Usually, Tern sets the position manually to speed things up, but for our demo, the team wanted a “cold start.” Behroozi turned off his phone’s location services, so the Tern intelligent system had only a cached map of a 500-square-mile boundary around Austin and vehicle sensors to work with.
As the car drove, the system picked up road data to work toward “convergence.” It took roughly 10 minutes for the system to reach full convergence from a cold start because, according to Behroozi, there was traffic so our movements were limited. Harrison assured me convergence usually takes around one to two minutes without a start point, and is immediate with one.
Harrison noted that Tern’s system can also localize vehicles in parking garages, tunnels, and on mountains, which GPS struggles to do. Harrison wouldn’t explain exactly how, saying the information is “proprietary.”
We drove around for a few more minutes after the system reached full convergence, and I watched as it steadily tracked our precise movements in a way that appeared as good as, and in some cases better than, GPS. That became more apparent when we drove into downtown Austin, where my Google Maps regularly mislocated me throughout the week as I navigated urban streets dotted with towering buildings.
Harrison said that Tern’s system is also safer from a privacy perspective because with GPS, “if anyone knows your ID, they can find you at any time.”
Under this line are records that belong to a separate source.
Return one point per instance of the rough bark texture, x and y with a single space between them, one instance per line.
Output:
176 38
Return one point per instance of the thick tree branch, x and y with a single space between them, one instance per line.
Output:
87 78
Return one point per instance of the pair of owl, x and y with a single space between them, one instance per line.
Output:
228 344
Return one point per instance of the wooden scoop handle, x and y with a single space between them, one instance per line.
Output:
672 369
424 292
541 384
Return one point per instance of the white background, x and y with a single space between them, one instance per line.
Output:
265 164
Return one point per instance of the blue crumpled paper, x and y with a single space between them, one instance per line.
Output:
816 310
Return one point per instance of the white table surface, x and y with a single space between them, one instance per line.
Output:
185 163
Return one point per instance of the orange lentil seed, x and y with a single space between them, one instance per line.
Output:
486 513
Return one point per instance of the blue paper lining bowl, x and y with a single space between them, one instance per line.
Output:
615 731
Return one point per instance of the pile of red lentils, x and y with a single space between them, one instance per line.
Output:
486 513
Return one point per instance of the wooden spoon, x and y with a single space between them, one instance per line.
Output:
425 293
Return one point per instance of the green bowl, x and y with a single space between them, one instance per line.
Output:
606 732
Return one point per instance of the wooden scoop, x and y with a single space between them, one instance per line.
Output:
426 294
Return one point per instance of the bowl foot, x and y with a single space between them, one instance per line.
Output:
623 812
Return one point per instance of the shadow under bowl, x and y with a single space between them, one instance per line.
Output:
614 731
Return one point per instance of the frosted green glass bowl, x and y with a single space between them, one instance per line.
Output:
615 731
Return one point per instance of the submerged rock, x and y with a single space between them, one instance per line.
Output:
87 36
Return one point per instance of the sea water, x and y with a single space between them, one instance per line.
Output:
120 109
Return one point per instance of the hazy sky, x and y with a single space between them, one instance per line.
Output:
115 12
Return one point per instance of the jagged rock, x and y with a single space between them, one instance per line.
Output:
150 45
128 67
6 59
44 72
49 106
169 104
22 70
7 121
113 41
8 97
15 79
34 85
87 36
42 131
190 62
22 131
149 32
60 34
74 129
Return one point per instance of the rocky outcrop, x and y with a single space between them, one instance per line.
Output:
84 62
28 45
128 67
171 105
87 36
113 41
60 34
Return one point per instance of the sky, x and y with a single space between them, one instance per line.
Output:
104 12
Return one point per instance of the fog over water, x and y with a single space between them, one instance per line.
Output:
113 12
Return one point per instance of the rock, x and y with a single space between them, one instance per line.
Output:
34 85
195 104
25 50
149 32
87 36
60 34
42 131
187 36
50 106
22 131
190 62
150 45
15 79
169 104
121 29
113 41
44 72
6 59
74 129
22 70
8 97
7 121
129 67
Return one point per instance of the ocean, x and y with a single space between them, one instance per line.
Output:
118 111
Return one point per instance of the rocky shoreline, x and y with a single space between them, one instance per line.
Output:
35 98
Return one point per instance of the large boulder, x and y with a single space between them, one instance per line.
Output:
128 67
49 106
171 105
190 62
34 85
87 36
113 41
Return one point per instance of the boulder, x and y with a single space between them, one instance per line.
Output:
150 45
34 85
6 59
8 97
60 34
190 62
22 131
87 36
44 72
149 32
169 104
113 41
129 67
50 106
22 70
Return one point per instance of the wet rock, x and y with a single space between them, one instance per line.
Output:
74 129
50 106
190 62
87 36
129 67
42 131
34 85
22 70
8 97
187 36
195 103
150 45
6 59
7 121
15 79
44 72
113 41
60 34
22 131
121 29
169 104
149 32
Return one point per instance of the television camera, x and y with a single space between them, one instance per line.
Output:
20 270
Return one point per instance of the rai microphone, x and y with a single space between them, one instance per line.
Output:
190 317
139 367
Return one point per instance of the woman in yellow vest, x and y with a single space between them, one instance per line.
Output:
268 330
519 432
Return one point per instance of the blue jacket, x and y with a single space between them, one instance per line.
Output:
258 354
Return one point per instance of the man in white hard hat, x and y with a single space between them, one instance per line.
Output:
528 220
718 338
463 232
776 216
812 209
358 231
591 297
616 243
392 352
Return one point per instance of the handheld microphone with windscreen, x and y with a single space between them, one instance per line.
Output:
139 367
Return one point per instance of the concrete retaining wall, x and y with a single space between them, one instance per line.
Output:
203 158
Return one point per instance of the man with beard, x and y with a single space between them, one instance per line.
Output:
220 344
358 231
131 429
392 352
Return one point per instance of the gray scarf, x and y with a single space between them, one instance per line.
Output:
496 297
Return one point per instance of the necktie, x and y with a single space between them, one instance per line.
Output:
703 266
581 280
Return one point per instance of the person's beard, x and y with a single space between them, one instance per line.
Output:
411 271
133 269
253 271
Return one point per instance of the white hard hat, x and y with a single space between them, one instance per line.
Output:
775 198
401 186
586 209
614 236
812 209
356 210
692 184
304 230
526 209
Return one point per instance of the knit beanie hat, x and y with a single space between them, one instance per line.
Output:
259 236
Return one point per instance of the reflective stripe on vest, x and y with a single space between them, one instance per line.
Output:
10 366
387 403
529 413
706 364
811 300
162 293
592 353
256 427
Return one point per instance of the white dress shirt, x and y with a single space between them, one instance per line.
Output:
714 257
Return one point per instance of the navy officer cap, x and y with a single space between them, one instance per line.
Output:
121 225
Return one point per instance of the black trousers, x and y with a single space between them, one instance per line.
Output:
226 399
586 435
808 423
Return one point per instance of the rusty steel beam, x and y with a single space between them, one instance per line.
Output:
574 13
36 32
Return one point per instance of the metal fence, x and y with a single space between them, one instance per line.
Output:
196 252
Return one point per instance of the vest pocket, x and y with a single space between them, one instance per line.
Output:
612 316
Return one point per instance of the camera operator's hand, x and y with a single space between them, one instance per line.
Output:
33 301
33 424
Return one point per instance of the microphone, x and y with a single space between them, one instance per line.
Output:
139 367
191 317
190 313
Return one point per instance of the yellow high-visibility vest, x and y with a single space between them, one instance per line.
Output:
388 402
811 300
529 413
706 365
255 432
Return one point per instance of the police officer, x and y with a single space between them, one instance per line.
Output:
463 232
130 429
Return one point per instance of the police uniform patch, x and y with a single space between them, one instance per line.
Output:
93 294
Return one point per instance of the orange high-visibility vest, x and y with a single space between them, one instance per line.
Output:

“Our system is a total closed loop,” he said. “Right now, we’re not emitting anything. It’s independently deriving its own position [via on edge computing], so there are no external touchpoints.”
Built to scale
“We set up the company and the solution from the start to be scalable. If you look at that Waymo car and all of the hardware that’s embedded, we don’t see that going on a Nissan Sentra anytime soon. It’s just too expensive, ” Harrison said, pointing ahead of us to a Waymo-Uber robotaxi.
“At the manufacturer level, if [Tern] is implemented within the infotainment system, it’s just a software download, so extraordinarily scalable. All new vehicles have the sensor data we need. The map data already exists with all the providers today. So it’s quite simple.”